Start at the bar, where they take orders for food and drink and hand you a number to take to your table. It would be nice to have a server, or at least someone to help you carry four drinks across the room to your waiting table, but the service is reasonably fast and fully competent. Leftover artifacts from the restaurant's former life as a French/Moroccan fusion restaurant still hang from the walls. Much of the layout and aesthetic remain unchanged, the colorful lights and carved wooden screens fit right in and speak to the Atlantic connections between the Moorish influences of the Alhambra, the souks of Tangier, and the colonial ancestry of Mexican cuisine. In all, it's a cool place done on the cheap, but perhaps a perfect fit for the remnants of a former, failed venture.

Like any good modern Mexican-American place, they serve a variety of creative margaritas, thankfully leaning toward the traditional side of things. A standard house "Zia Rita" will set you back five bucks, and for $1.50 more you can upgrade from triple sec to Grand Marnier. They also offer something called a "palapa mas" ($6), a blend of tequila, mint lemonade, and creme de cassis, along with a $5 bloody Mary and a good selection of domestic and Mexican beers.

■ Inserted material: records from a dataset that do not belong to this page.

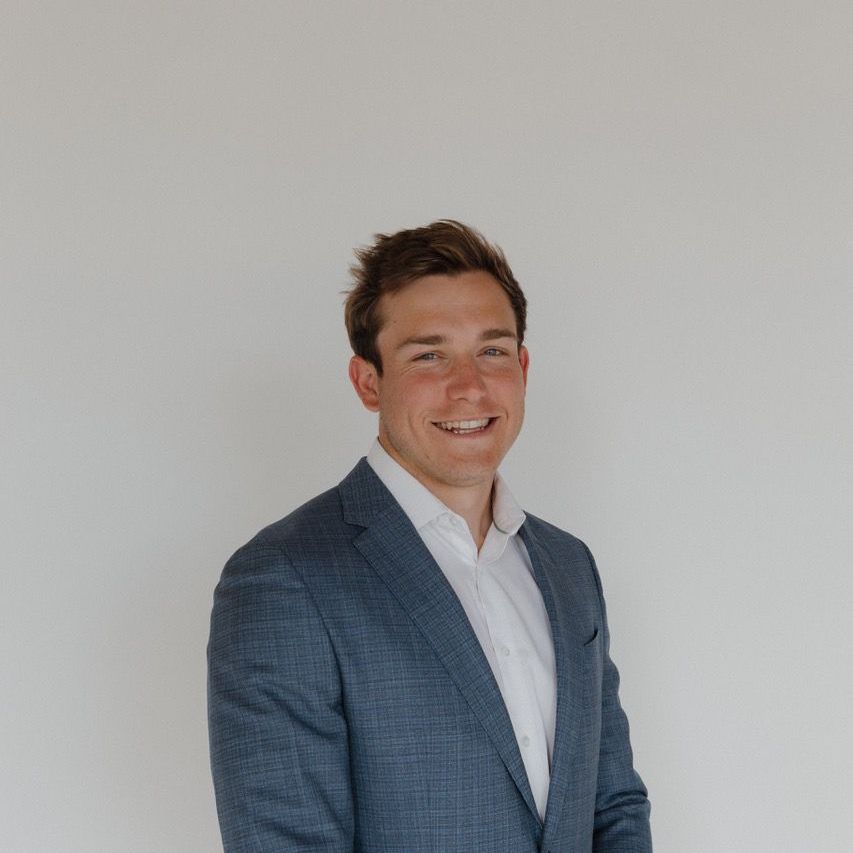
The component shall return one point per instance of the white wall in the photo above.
(182, 186)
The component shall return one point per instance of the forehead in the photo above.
(445, 302)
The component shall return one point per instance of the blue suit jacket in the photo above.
(352, 708)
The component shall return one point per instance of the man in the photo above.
(408, 662)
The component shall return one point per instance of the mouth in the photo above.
(469, 427)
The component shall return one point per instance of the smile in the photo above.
(464, 427)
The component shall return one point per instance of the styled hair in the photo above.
(445, 247)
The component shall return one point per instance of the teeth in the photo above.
(464, 426)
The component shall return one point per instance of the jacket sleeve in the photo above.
(621, 804)
(278, 736)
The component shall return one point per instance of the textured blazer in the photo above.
(351, 707)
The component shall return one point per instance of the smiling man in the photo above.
(410, 662)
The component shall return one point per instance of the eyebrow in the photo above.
(435, 340)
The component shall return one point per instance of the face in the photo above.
(451, 395)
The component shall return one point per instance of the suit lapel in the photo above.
(560, 597)
(395, 550)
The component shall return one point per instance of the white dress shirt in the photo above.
(502, 601)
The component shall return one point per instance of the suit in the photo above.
(351, 706)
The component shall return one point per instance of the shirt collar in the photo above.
(423, 507)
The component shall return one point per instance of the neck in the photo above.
(473, 503)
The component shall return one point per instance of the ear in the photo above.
(524, 361)
(365, 380)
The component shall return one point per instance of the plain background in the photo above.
(182, 188)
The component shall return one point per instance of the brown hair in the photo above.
(445, 247)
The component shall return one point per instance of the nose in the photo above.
(465, 381)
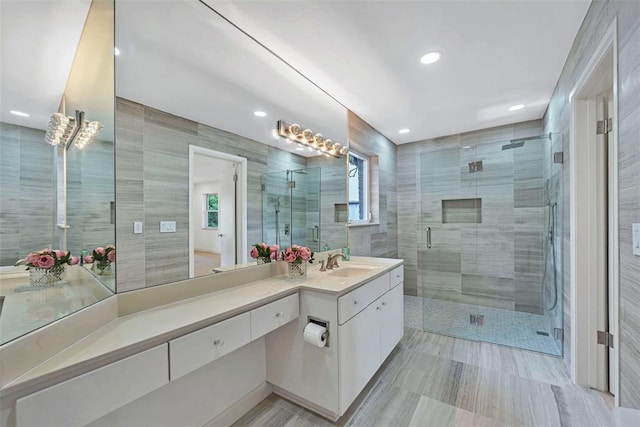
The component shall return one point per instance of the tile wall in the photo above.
(598, 20)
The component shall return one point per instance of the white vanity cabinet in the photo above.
(365, 325)
(366, 340)
(87, 397)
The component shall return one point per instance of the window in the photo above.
(358, 188)
(210, 211)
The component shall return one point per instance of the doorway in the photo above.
(594, 221)
(217, 211)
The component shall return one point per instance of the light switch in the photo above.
(167, 226)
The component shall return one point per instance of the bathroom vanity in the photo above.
(206, 360)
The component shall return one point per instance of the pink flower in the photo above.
(32, 259)
(45, 261)
(254, 252)
(289, 256)
(304, 253)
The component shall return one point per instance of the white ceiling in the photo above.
(182, 58)
(366, 54)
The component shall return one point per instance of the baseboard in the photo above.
(305, 404)
(241, 407)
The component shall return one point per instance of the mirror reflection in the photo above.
(197, 95)
(56, 158)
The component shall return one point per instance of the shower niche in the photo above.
(457, 211)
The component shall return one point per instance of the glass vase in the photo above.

The menu divides the fare into somewhat traditional sections, antojitos on top followed by soups and salads, enchiladas, tortas (a very nice addition), tacos, and combo plates, which join the various proteins available with the kind of beans, rice, crema, and salsa associated with American Tex-Mex fare. What makes Zia different from your average place slinging giant margaritas and stomach churning refried beans are those proteins. Like any "authentic" Mexican place, Zia offers the same basic fillings: barbacoa (that's basically Mexican barbecue), al pastor ("shepherd-style" pork that has been marinated, roasted, and shaved into thin strips), and carne asada (grilled beef). They've also got a smattering of creative, non-traditional fillings such as portabello mushrooms, sautéed shrimp, and grilled fish (ostensibly for that pesky vegetarian/pescetarian in your crowd). You pick the filling and they probably have an enchilada, taco, or torta that features the stock meat. Simple, but good.

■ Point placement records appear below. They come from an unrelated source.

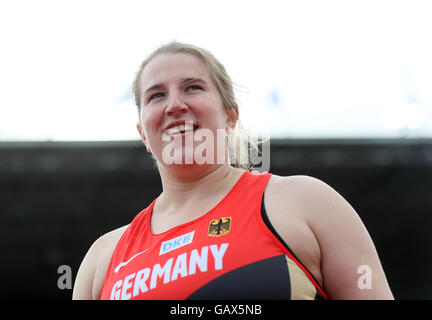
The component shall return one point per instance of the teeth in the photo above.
(178, 129)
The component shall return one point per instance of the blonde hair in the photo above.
(239, 141)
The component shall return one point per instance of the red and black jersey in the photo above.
(230, 252)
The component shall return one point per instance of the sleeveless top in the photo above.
(230, 252)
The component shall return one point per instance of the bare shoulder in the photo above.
(91, 274)
(343, 244)
(286, 201)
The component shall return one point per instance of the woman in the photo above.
(218, 231)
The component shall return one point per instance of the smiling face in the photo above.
(177, 88)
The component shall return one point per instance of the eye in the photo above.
(155, 96)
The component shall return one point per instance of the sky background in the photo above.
(304, 69)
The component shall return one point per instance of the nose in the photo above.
(175, 105)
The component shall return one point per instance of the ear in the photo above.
(143, 137)
(232, 118)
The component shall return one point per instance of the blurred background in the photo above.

We found most of this fare to be legitimately good. Outside of an exceptionally dry al pastor taco, and an overly bland bowl of "fresh" guacamole ($5), which desperately needed a hit of salt and more lime, the food was excellent. Beef barbacoa enchiladas ($3.50) were masterful creations. Warm tortillas were wrapped around the meltingly soft meat and the whole thing was bathed in a rich crema, a deeply flavored red chile sauce, and sharp, acidic green salsa.

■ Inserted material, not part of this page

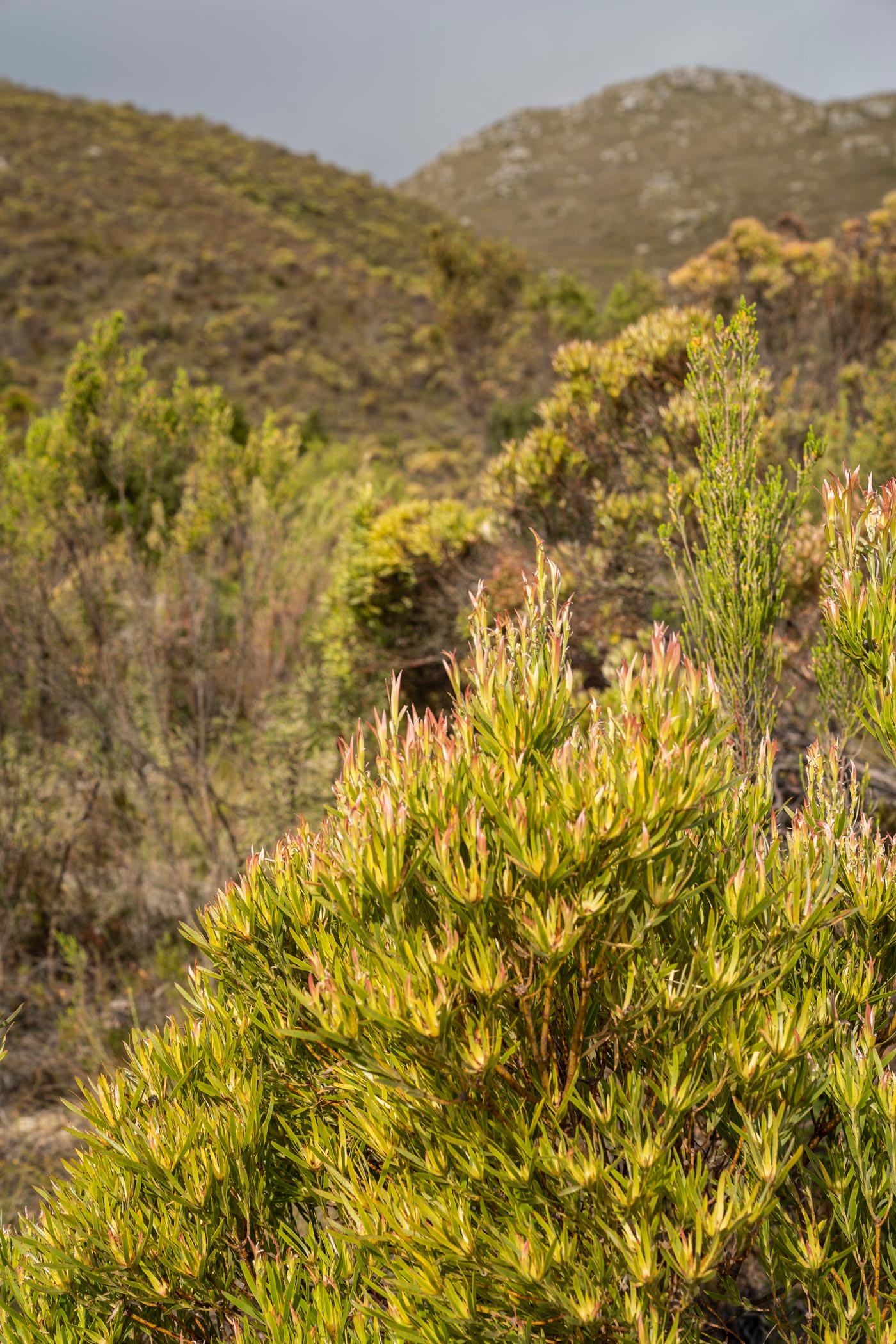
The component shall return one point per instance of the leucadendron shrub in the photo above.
(543, 1034)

The tortas, which a friend once aptly described as "the Mexican Whopper," are huge. We got one with the carne asada stuffed inside among beans, onions, tomato, lettuce, and avocado ($9.95). It's hard to get your mouth around the thing, but I would have preferred a bit less bun (even if it was exceedingly soft and delicious) and a bit more filling inside. A good torta runs out the back of the bun, covers you to your elbows and leaves you needing an extra napkin. Zia's made me want to run up to the bar and reenact the old "Where's the beef?" commercial.

Tacos ($3.25-$3.75) are, of course, where it's at for a taqueria and Zia hits a home run. They serve the traditional two small, soft corn tortillas covered with your selection of filling (they even have a fried fish taco), and, with the exception of the dry al pastor, all are delicious. The tortillas are fresh and served warm, and the same great fillings, barbacoa being a must here, come in ample portions. The taco plates are missing a requisite wedge of lime, and any taco plate should have some raw sliced onions tossed over the top, but those aren't deal breakers.

By all measures of a quality restaurant, Zia's should do well. Even if they have a few kinks, there's great value here. Perhaps the taco has come full circle, relieved of its pop culture chihuahua shtick, and returned to the roots of poverty and cultural miscegenation. If so, then Zia's just may be on to something.